Young Fawn gazed to the northwest, toward the Center Place where the roads met. Talon Town sat at the base of the bluff just beneath it. Every morning she looked up, hoping to see the Rainbow Serpent sparkle to life, but she never had. Nor had anyone now living, though the elders spoke of a time long ago when the Straight Path people had seen her arc across the heavens often. But extraordinarily holy people had lived in the canyon then, men and women who ran the east road routinely—people whose profane eyes had been burned away by the brilliant white light. When they grew sacred eyes, and gained the courage to look again, the Rainbow Serpent uncoiled and leaped into the sky.
Young Fawn exhaled in longing. I would give my very life to see that.
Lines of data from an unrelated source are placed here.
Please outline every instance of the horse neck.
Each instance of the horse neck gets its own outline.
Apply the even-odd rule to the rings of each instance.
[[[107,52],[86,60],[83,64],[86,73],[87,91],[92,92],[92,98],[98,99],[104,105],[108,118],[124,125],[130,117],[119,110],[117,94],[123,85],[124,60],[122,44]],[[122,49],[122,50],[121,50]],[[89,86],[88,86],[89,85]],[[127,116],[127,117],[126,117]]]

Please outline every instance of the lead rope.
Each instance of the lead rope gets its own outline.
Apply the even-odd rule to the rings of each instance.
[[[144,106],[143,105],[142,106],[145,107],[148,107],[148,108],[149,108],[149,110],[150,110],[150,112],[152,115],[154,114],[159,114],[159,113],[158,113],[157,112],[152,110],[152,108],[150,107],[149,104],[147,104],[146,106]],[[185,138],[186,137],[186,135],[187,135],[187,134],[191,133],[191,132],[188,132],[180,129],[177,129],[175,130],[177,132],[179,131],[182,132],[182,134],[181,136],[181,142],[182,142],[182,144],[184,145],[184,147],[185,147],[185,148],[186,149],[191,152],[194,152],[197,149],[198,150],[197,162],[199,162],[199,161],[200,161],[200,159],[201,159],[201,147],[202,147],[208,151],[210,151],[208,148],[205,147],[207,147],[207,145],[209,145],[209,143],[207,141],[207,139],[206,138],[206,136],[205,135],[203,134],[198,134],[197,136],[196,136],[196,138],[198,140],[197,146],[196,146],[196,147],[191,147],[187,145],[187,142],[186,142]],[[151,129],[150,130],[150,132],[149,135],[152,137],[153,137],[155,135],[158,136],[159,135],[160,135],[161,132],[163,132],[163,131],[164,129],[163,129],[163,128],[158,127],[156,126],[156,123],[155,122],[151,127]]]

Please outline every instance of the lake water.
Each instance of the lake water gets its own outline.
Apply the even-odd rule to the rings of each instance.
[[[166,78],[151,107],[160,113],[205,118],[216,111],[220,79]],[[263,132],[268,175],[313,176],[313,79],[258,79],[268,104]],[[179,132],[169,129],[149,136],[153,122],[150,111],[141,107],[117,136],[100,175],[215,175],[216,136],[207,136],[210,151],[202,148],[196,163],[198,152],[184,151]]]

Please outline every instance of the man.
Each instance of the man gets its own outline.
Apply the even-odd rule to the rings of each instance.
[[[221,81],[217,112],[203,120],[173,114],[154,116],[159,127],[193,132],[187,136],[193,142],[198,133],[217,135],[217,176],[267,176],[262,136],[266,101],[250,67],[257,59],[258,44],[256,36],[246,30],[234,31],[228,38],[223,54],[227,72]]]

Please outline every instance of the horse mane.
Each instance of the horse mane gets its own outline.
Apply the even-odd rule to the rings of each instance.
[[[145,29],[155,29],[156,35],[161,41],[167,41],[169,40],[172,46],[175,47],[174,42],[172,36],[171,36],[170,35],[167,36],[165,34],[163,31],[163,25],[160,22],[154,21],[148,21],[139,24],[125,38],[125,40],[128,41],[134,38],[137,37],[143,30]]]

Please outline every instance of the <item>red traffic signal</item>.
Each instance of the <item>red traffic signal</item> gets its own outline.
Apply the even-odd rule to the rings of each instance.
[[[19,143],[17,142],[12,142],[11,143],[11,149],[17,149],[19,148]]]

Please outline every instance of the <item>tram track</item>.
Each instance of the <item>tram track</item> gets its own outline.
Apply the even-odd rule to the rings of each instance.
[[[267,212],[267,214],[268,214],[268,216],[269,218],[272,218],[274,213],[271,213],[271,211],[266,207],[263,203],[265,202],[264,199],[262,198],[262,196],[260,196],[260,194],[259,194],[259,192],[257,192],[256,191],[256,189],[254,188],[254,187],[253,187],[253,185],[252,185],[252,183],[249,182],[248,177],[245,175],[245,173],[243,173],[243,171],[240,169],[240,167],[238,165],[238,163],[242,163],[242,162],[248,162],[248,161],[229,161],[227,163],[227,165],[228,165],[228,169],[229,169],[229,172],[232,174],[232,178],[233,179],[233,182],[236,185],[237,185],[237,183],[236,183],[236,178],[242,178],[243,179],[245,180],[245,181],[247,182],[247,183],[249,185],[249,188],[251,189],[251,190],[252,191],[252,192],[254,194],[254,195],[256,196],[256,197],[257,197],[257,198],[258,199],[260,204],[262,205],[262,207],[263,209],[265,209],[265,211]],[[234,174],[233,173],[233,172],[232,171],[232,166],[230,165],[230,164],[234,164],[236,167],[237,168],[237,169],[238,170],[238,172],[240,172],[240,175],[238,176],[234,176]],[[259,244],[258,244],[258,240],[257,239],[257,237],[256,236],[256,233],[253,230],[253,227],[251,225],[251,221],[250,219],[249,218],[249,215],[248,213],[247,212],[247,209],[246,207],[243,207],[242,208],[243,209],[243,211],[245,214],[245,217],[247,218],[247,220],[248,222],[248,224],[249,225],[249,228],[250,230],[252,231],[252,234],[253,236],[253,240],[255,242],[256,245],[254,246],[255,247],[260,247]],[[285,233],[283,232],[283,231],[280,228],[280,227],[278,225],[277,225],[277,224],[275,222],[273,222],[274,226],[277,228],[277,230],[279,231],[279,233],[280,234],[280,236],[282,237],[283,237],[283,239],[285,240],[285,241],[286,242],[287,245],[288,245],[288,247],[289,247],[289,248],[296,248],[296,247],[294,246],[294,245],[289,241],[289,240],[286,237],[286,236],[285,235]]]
Her gaze drifted to her right. In the southeast the sacred rock pillar punctured the heavens. Father Sun had risen over that pillar for the past fifteen mornings straight. On this cold dawn, the shortest day of the cycle, Father Sun would be very weak. If he could travel no further, he would stand still on the horizon. That would be a signal that Sternlight needed to perform the "Turning-Back-the-Sun" ritual: He would have to run the east road to help Father Sun.
Four winters ago it had taken seven days for Sternlight to turn back the sun. By then, he had lain near death, curled on the rock like an infant. He had offered his own strength to Father Sun, and it nearly cost him his life. But if the sun could not be turned back, the world would be cast into perpetual winter, and the Straight Path people would die.
This day, of all days, nothing must interfere with the Turning-Back-the-Sun ritual. Father Sun had to see how hard they were trying, how desperate they were for his approval.